Сэр Эдмунд и сэр Герт с горечью в душе смотрели на темнобрового посланца, но сумели сдержать свой гнев. Не время было сводить личные счеты. А не был ли ломбардец виновен в похищении Аликс? Конечно, косвенно виновен. Если бы его силы остались для подкрепления арьергардных действий отряда, сокрушительное нападение эмира Мусы Хабиба не могло бы состояться.
Освещенные первыми лучами солнца темные силуэты подымавшихся над воинством укреплений дышали угрозой, ратники преклонили в молитве колени, а священники начали пение, которое закончилось громкими криками: «Dieu lo vult! Так угодно Богу!»
Со стены долетали громкие призывы к Аллаху, но из полутьмы, от огромной осадной башни, тысячекратно повторенный, вздымался боевой клич крестоносцев.

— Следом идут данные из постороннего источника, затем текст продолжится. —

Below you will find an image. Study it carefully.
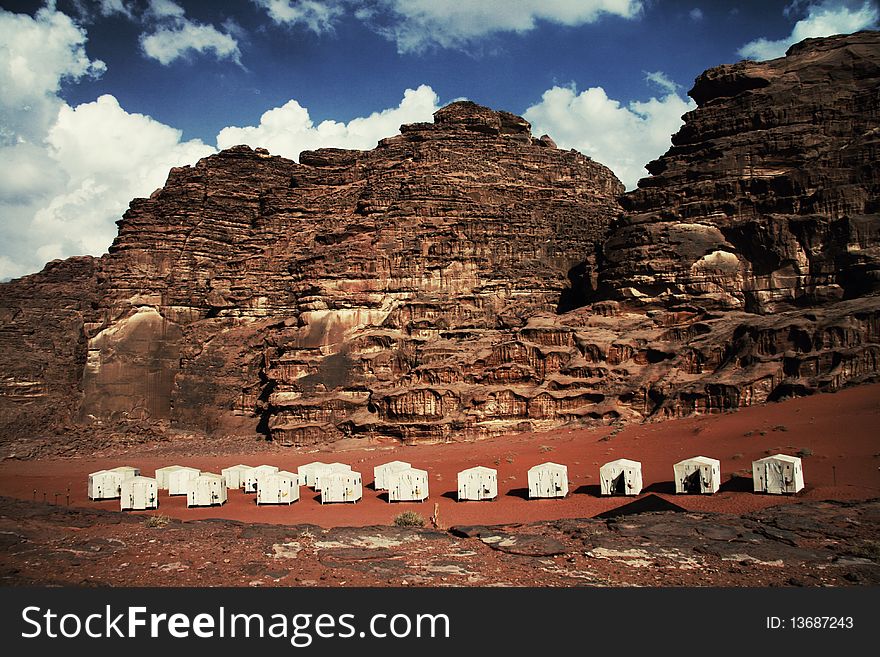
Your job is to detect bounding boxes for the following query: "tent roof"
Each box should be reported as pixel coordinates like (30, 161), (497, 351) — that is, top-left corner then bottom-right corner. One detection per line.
(327, 462), (352, 471)
(376, 460), (411, 469)
(170, 466), (200, 474)
(298, 461), (329, 471)
(223, 464), (252, 471)
(674, 456), (720, 467)
(397, 467), (428, 477)
(89, 469), (110, 477)
(127, 476), (157, 484)
(602, 458), (642, 469)
(528, 461), (567, 473)
(460, 466), (497, 475)
(197, 472), (224, 480)
(156, 465), (185, 472)
(754, 454), (801, 465)
(276, 470), (298, 479)
(109, 466), (139, 473)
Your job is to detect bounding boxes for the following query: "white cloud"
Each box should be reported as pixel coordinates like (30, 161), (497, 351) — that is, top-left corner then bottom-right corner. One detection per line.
(145, 0), (186, 19)
(217, 84), (440, 157)
(524, 82), (695, 190)
(0, 7), (105, 134)
(252, 0), (345, 33)
(252, 0), (643, 52)
(689, 8), (704, 21)
(644, 70), (679, 94)
(739, 1), (878, 60)
(35, 94), (215, 257)
(97, 0), (134, 18)
(139, 0), (241, 65)
(0, 7), (214, 281)
(377, 0), (644, 52)
(140, 21), (241, 64)
(0, 8), (443, 281)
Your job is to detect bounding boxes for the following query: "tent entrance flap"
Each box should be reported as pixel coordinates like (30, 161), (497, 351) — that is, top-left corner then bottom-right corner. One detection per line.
(612, 472), (626, 495)
(684, 469), (702, 493)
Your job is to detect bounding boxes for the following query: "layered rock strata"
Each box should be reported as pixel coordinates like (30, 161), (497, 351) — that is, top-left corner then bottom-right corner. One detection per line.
(2, 102), (624, 443)
(600, 31), (880, 313)
(1, 33), (878, 448)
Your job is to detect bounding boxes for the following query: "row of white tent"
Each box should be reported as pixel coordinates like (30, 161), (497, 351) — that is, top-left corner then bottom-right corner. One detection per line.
(525, 454), (805, 498)
(88, 453), (806, 511)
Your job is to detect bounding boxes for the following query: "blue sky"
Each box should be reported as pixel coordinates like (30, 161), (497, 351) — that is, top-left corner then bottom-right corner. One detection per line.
(1, 0), (878, 280)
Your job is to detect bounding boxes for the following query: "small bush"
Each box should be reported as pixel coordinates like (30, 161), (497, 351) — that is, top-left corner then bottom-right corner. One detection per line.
(773, 425), (789, 432)
(796, 447), (813, 458)
(393, 511), (425, 528)
(144, 514), (172, 528)
(539, 445), (553, 453)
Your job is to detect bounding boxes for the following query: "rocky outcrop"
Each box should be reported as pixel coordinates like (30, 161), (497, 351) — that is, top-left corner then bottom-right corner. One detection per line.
(1, 34), (879, 448)
(0, 257), (97, 437)
(0, 102), (625, 443)
(599, 31), (880, 313)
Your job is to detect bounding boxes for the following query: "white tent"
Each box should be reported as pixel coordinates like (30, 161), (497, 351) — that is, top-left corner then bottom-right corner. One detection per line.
(242, 465), (279, 493)
(155, 465), (185, 490)
(220, 464), (253, 489)
(297, 462), (329, 489)
(374, 461), (412, 490)
(599, 458), (643, 496)
(673, 456), (721, 494)
(321, 471), (363, 504)
(314, 462), (352, 492)
(167, 466), (201, 496)
(387, 467), (429, 502)
(257, 470), (300, 505)
(187, 473), (228, 507)
(528, 462), (569, 499)
(120, 476), (158, 510)
(752, 454), (804, 494)
(88, 467), (138, 500)
(457, 466), (498, 501)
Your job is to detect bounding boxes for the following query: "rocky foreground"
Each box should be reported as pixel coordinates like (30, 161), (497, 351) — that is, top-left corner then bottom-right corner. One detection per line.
(1, 495), (877, 587)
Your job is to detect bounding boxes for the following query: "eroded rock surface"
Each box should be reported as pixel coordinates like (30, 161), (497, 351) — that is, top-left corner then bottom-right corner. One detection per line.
(0, 34), (878, 447)
(600, 31), (880, 313)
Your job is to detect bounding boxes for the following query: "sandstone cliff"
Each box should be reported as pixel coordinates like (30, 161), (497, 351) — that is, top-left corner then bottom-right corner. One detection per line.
(600, 31), (880, 313)
(1, 33), (878, 449)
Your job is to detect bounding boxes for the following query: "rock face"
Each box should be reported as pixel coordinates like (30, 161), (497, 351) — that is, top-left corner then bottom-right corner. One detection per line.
(600, 31), (880, 313)
(0, 34), (879, 448)
(14, 102), (624, 443)
(0, 257), (98, 438)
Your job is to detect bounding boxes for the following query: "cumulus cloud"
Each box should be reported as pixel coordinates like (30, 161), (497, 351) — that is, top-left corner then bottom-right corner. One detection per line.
(524, 81), (695, 190)
(217, 84), (440, 157)
(139, 0), (241, 65)
(252, 0), (643, 53)
(689, 8), (704, 21)
(35, 95), (215, 255)
(0, 6), (446, 280)
(739, 0), (878, 60)
(0, 7), (213, 281)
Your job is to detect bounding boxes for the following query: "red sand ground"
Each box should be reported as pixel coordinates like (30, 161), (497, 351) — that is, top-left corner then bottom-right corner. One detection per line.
(1, 384), (878, 528)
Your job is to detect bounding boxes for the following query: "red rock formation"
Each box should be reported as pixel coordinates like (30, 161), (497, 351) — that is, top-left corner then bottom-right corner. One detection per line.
(1, 34), (878, 450)
(0, 257), (97, 436)
(599, 31), (880, 313)
(29, 102), (622, 443)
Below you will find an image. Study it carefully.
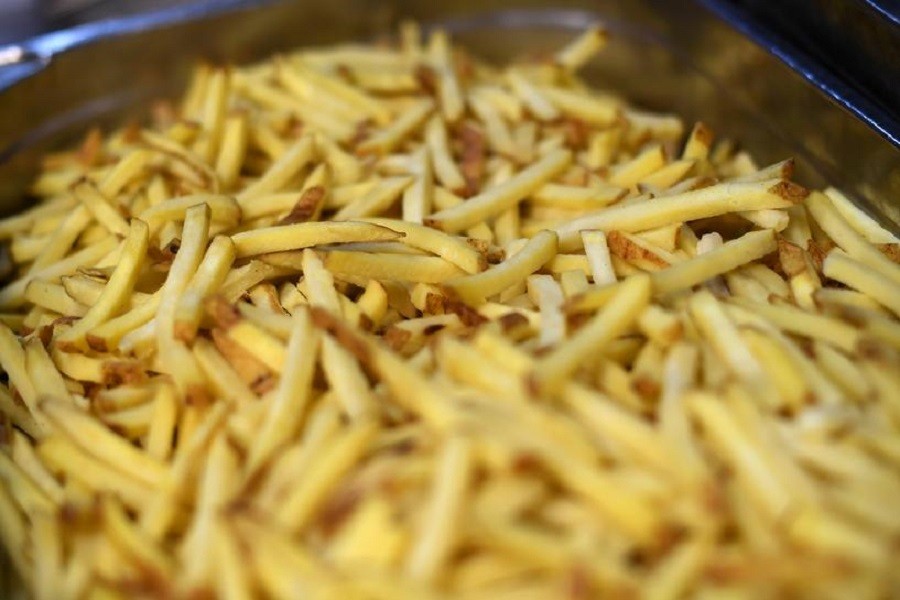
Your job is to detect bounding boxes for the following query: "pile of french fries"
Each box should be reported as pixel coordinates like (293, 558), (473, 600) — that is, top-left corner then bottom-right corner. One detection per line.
(0, 22), (898, 599)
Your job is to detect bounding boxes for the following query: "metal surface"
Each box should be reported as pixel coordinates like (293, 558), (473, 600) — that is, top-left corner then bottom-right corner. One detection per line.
(0, 0), (898, 229)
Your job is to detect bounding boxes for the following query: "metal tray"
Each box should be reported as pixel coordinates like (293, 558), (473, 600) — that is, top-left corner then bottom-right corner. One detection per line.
(0, 0), (898, 229)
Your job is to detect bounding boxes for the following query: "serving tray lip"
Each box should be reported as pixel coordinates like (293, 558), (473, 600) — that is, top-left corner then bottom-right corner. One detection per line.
(0, 0), (276, 92)
(698, 0), (900, 150)
(3, 0), (898, 153)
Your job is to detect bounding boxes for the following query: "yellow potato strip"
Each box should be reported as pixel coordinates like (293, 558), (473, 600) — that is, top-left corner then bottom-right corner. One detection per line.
(56, 219), (149, 349)
(324, 251), (465, 284)
(361, 218), (484, 274)
(807, 191), (900, 286)
(822, 250), (900, 317)
(444, 230), (558, 304)
(554, 179), (803, 251)
(405, 436), (472, 582)
(358, 99), (434, 155)
(426, 149), (571, 232)
(232, 221), (402, 257)
(237, 135), (315, 201)
(530, 273), (650, 395)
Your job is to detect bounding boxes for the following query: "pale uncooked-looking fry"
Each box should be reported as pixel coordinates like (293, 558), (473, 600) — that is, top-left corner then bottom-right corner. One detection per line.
(539, 84), (620, 126)
(581, 230), (617, 286)
(611, 145), (667, 188)
(232, 221), (402, 257)
(86, 293), (161, 352)
(294, 60), (390, 124)
(37, 436), (152, 510)
(428, 30), (465, 123)
(507, 70), (559, 121)
(554, 179), (804, 250)
(687, 392), (791, 520)
(530, 273), (650, 395)
(24, 337), (70, 402)
(426, 149), (571, 232)
(99, 148), (153, 198)
(444, 230), (558, 304)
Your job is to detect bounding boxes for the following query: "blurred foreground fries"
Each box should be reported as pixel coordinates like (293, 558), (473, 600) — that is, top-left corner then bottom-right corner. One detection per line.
(0, 22), (898, 600)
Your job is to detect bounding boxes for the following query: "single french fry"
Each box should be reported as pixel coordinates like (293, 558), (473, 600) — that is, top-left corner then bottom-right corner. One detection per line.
(405, 436), (472, 582)
(825, 187), (898, 244)
(215, 113), (249, 190)
(530, 273), (650, 395)
(554, 26), (607, 71)
(444, 230), (558, 304)
(358, 99), (434, 155)
(426, 149), (571, 232)
(425, 116), (465, 191)
(321, 335), (377, 420)
(554, 179), (805, 251)
(237, 135), (315, 201)
(27, 205), (92, 275)
(401, 148), (434, 224)
(532, 182), (625, 209)
(807, 191), (900, 286)
(140, 194), (240, 232)
(38, 435), (152, 510)
(324, 251), (465, 284)
(173, 235), (236, 342)
(41, 398), (170, 488)
(729, 296), (861, 352)
(232, 220), (402, 257)
(361, 218), (483, 274)
(823, 249), (900, 317)
(651, 229), (777, 296)
(538, 84), (619, 126)
(248, 308), (319, 471)
(56, 219), (149, 349)
(24, 280), (87, 317)
(276, 419), (378, 531)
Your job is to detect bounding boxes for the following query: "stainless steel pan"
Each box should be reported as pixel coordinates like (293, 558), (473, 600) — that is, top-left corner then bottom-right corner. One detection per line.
(0, 0), (897, 228)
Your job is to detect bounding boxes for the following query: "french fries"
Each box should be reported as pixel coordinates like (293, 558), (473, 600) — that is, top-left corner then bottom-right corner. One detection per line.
(0, 24), (897, 600)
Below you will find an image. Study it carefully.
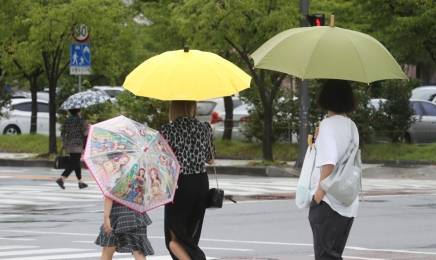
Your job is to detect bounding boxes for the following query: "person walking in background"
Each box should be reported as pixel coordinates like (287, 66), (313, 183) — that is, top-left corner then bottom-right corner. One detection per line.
(95, 197), (154, 260)
(161, 101), (216, 260)
(310, 79), (359, 259)
(55, 108), (89, 189)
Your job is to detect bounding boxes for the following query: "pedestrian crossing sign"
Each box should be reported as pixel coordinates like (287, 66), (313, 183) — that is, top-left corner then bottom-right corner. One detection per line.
(70, 43), (91, 75)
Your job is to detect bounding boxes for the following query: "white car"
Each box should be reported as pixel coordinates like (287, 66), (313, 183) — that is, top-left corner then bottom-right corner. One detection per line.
(92, 86), (125, 103)
(196, 97), (243, 123)
(0, 99), (61, 136)
(411, 86), (436, 103)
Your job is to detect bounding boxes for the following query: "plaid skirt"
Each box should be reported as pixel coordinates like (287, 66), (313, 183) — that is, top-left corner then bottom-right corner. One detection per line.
(95, 202), (154, 255)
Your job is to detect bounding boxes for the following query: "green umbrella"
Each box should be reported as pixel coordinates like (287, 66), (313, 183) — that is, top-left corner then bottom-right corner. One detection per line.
(250, 24), (408, 83)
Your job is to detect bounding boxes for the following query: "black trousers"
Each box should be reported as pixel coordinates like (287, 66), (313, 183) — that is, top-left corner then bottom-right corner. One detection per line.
(164, 173), (209, 260)
(61, 153), (82, 180)
(309, 198), (354, 260)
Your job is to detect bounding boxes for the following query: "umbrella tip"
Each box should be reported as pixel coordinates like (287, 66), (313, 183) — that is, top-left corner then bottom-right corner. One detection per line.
(330, 15), (335, 27)
(184, 45), (189, 52)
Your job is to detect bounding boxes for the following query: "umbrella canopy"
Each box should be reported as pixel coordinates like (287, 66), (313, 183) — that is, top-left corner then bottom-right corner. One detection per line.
(59, 90), (110, 110)
(250, 26), (408, 84)
(123, 46), (251, 101)
(83, 115), (181, 213)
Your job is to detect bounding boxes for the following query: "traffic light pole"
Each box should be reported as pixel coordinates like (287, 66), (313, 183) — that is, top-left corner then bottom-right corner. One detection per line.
(295, 0), (310, 169)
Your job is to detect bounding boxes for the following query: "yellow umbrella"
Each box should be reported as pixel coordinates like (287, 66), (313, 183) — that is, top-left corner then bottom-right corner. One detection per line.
(123, 46), (251, 101)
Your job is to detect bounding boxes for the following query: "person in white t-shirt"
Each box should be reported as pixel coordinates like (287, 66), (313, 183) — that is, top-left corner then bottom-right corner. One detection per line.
(309, 79), (359, 260)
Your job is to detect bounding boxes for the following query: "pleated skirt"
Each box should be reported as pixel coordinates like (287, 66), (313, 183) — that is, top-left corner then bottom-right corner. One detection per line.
(95, 201), (154, 255)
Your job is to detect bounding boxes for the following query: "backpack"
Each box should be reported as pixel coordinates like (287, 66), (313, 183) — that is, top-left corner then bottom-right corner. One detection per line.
(320, 121), (362, 207)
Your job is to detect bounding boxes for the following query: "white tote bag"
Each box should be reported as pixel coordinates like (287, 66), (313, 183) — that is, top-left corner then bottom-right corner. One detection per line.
(295, 136), (317, 209)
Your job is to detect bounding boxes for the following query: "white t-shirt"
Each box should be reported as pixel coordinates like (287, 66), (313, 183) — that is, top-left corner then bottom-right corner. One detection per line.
(310, 115), (359, 218)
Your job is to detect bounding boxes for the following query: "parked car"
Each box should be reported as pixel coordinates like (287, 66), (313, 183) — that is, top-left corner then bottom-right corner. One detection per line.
(411, 86), (436, 103)
(0, 98), (61, 136)
(92, 86), (125, 103)
(196, 97), (243, 124)
(11, 91), (50, 102)
(371, 98), (436, 144)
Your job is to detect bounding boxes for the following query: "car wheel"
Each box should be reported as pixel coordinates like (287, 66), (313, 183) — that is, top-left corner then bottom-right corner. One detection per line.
(3, 125), (21, 135)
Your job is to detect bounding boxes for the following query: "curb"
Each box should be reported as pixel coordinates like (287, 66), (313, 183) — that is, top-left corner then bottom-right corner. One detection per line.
(0, 158), (300, 178)
(216, 156), (435, 166)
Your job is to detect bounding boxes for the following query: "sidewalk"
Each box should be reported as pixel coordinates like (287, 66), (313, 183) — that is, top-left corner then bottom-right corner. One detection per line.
(0, 153), (435, 179)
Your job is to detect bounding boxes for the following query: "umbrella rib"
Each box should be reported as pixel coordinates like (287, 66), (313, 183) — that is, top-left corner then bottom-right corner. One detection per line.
(336, 29), (368, 83)
(86, 149), (139, 159)
(198, 54), (234, 97)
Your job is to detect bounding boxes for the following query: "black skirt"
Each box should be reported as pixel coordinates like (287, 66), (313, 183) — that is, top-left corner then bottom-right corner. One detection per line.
(164, 173), (209, 260)
(95, 202), (154, 255)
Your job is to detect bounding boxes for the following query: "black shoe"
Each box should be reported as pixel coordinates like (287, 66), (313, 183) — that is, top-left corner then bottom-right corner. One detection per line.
(78, 182), (88, 189)
(56, 178), (65, 189)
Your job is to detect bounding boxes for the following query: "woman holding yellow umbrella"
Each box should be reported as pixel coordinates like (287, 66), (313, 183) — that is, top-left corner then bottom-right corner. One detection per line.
(123, 45), (251, 260)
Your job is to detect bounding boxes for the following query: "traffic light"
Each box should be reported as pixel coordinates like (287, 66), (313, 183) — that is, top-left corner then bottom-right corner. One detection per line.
(306, 14), (325, 26)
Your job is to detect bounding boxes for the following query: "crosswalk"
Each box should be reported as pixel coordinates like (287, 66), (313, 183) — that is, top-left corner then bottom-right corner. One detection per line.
(1, 168), (436, 214)
(0, 246), (184, 260)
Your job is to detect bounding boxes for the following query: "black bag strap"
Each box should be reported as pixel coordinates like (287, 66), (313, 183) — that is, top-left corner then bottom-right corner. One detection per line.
(207, 131), (236, 204)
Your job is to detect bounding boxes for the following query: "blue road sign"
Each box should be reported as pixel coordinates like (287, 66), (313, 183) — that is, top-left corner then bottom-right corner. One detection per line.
(70, 43), (91, 75)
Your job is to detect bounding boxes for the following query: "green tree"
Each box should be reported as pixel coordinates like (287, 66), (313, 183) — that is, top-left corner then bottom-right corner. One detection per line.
(374, 79), (421, 142)
(0, 0), (141, 154)
(0, 1), (46, 134)
(355, 0), (436, 69)
(172, 0), (300, 161)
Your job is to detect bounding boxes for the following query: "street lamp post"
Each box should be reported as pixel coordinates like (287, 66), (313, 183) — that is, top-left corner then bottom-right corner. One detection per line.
(295, 0), (310, 168)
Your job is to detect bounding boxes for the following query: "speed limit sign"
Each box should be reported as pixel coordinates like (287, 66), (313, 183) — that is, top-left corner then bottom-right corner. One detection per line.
(71, 23), (90, 43)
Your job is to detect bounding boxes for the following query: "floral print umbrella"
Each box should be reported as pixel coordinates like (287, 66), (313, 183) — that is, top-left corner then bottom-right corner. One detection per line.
(59, 90), (110, 110)
(83, 115), (181, 213)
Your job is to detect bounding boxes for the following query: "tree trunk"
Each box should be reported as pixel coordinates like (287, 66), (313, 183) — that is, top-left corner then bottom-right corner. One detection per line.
(262, 100), (273, 161)
(29, 78), (38, 134)
(222, 96), (233, 140)
(48, 78), (57, 154)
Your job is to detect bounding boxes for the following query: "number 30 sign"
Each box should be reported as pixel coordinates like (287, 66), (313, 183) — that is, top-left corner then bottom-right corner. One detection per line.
(71, 23), (90, 43)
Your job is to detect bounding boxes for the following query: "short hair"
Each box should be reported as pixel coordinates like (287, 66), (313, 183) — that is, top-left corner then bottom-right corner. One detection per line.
(169, 101), (197, 121)
(68, 108), (81, 115)
(316, 79), (357, 113)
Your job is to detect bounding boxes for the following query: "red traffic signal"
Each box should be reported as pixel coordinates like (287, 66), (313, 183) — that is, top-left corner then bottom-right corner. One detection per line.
(306, 14), (325, 26)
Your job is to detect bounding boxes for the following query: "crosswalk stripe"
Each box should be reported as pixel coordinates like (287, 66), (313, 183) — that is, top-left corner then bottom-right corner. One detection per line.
(0, 237), (35, 241)
(0, 246), (39, 250)
(0, 248), (94, 257)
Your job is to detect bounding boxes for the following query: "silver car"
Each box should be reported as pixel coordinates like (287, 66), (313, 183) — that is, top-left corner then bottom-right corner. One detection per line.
(372, 99), (436, 144)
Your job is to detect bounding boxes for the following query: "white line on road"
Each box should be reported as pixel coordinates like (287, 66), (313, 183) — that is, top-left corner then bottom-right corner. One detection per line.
(310, 255), (387, 260)
(0, 215), (22, 218)
(0, 248), (93, 257)
(0, 246), (39, 250)
(202, 247), (252, 251)
(2, 230), (436, 257)
(72, 241), (95, 243)
(0, 237), (35, 241)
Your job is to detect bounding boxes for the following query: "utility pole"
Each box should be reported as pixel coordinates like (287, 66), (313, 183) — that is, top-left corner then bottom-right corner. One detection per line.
(295, 0), (310, 168)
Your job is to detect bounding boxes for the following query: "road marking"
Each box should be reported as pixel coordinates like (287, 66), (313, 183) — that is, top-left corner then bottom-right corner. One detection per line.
(0, 215), (22, 218)
(0, 237), (35, 241)
(0, 248), (93, 256)
(202, 247), (252, 251)
(72, 240), (95, 243)
(0, 246), (39, 250)
(0, 170), (22, 173)
(310, 255), (386, 260)
(0, 199), (56, 206)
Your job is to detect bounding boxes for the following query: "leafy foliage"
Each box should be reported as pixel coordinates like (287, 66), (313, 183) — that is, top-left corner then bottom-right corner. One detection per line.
(374, 78), (421, 142)
(114, 91), (170, 131)
(171, 0), (300, 160)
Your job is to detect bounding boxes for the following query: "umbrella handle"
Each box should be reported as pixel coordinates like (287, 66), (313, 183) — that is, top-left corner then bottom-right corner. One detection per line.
(330, 15), (335, 27)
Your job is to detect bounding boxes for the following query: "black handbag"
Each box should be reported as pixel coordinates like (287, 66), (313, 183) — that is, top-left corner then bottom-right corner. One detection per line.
(54, 148), (70, 169)
(206, 132), (237, 209)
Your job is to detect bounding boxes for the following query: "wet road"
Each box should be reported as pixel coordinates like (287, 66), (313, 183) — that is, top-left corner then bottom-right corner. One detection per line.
(0, 167), (435, 259)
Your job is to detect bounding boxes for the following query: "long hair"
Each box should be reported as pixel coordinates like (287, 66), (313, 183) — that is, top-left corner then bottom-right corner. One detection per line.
(169, 101), (197, 121)
(114, 154), (130, 171)
(148, 167), (161, 183)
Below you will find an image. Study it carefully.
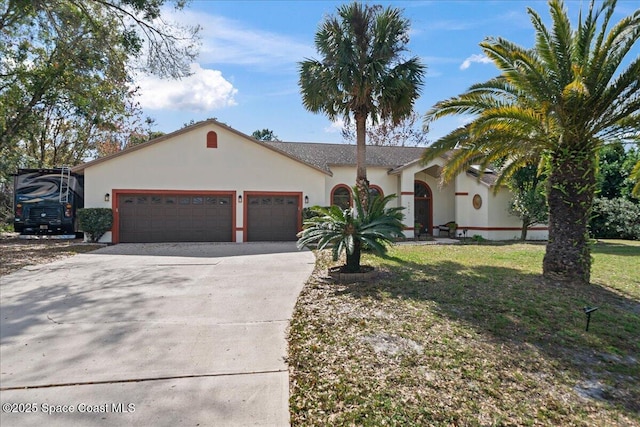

Герцог Готфрид, надвинув пониже украшенный золотой насечкой шлем, дал сигнал – и десятки труб огласили воздух душераздирающим ревом, гулко разнесшимся в утреннем воздухе.
Баллисты принялись обстреливать атакующих. Когда воины Креста подошли ближе, бревна и камни полетели на тех, кто пытался преодолеть заваленный булыжниками ров. Горящие связки хвороста, пакли, палок вновь посыпались на осадную башню, которая начала продвигаться вперед, скрипя всеми деревянными перекрытиями.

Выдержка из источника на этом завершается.